The deal proposed by Quebec's Jean Charest and then-premier Shawn Graham of New Brunswick would have eliminated NB Power's debt, and frozen power rates for residential customers for five years.
However, the announcement drew an immediate backlash from New Brunswickers — concerned they were losing control of the Crown-owned utility to another province — and from Premier Danny Williams of Newfoundland and Labrador, who warned about signing any deals with Quebec.
The deal was eventually watered down to a $3.2-billion package in which New Brunswick retained control over transmission and distribution. That deal fell apart and the public outcry over Graham's plan is seen as a major reason for the defeat of his Liberal government last month.
Now the new Conservative government of Premier David Alward is faced with a debt-laden utility, struggling industries who crave a break on their power rates, and a crippled nuclear power plant undergoing a refurbishment that's running three years behind schedule and at least $1 billion over budget.

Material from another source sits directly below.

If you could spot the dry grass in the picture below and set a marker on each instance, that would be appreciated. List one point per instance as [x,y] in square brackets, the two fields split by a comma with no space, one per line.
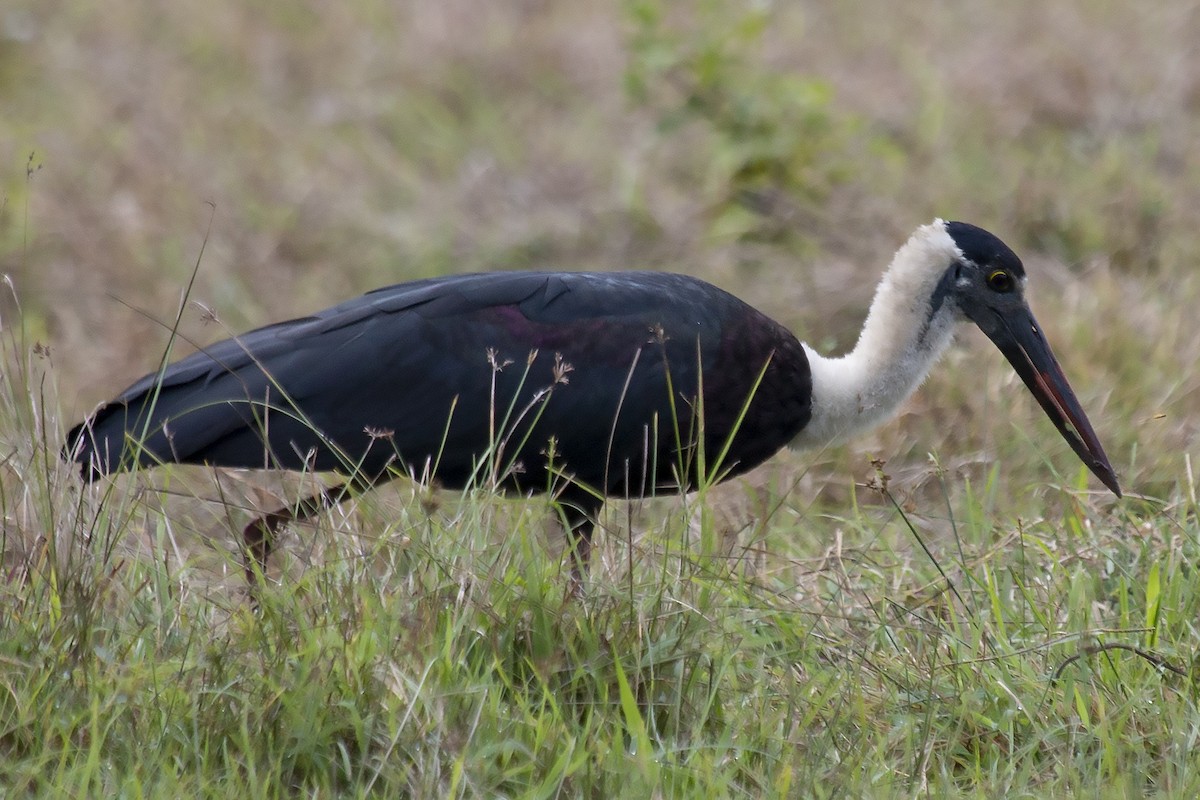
[319,150]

The Alward government was elected on a promise to freeze power rates for three years, but so far they have yet to explain how that can be done without burying the utility deeper in debt.
"The answers are out there," Energy Minister Craig Leonard said in an interview. "It's a matter of pulling them all together in a comprehensive, long-term policy for the province."
The new government has enlisted a former Tory member of the legislature and a former deputy minister of energy to form a commission that will produce an energy strategy for the next decade.
"What we want to do is listen to the energy commission, lay out a long-term energy policy for the province so that we know where we want to go," Leonard said. "Then we can look at the projects and different processes that we want to put in place with NB Power, with new generation, with transmission and with regional collaboration."
Leonard said he believes regional collaboration with the New England states and neighbouring provinces, including Quebec, will benefit every jurisdiction in generating and delivering power at competitive prices.
Newfoundland and Labrador is looking at a plan for an underwater cable to get power from the Lower Churchill to Nova Scotia so that electricity could then be routed through New Brunswick to New England. Leonard said he hasn't had any official discussions with Newfoundland yet.
Despite the lack of new projects and estimates that the nuclear reactor at Point Lepreau won't return to service until the fall of 2012, Leonard said the government will keep its pledge to freeze power rates.
Norm Rubin, senior policy analyst with Toronto-based energy watchdog group Energy Probe, says that's a foolhardy idea.
"Electricity is too important to be treated like a political football," Rubin said.
"One of the first things that you have to do to get real in planning an electricity system and running it, is to pass on the real commercial style costs of manufacturing electricity to your consumers."
He said while you can freeze the price, you can't freeze the cost of producing electricity, especially when you are buying fossil fuels.
"You never end up paying the real price for electricity, and then you have to build too much generating capacity because people are using too much electricity because the price is artificially low," Rubin said. "At some point it's unsustainable."
Meanwhile, the Opposition Liberals say the new government must get tough with the federal government on the cost overruns at Point Lepreau.
"It's not a time to play nice," said Liberal Donald Arseneault. "We've been dialoging with the federal government for over a year now on this issue alone and the federal government has a role to play."
The former Liberal government threatened legal action if the federal government didn't pay the costs.
The refurbishment is being done by Atomic Energy of Canada Ltd., a federal Crown corporation.
It is the first time a Candu-6 reactor has been given a complete overhaul, and the former government said New Brunswickers shouldn't have to pay the price while AECL learns to get up the learning curve on the work.
Alward said he repeated that argument when he met with Prime Minister Stephen Harper last week, adding that legal action would be a last resort.
"If the federal government and AECL are not prepared to move further, then most certainly I will do everything I have to do to ensure that the interests of New Brunswickers are protected," Alward said. "Right now I believe we can accomplish more by being at the table."
No further meetings with the prime minister or AECL have been scheduled.
"The number one concern that I have right now is that we get the refurbishment finished in a timely fashion without further delays and completed safely," Alward said.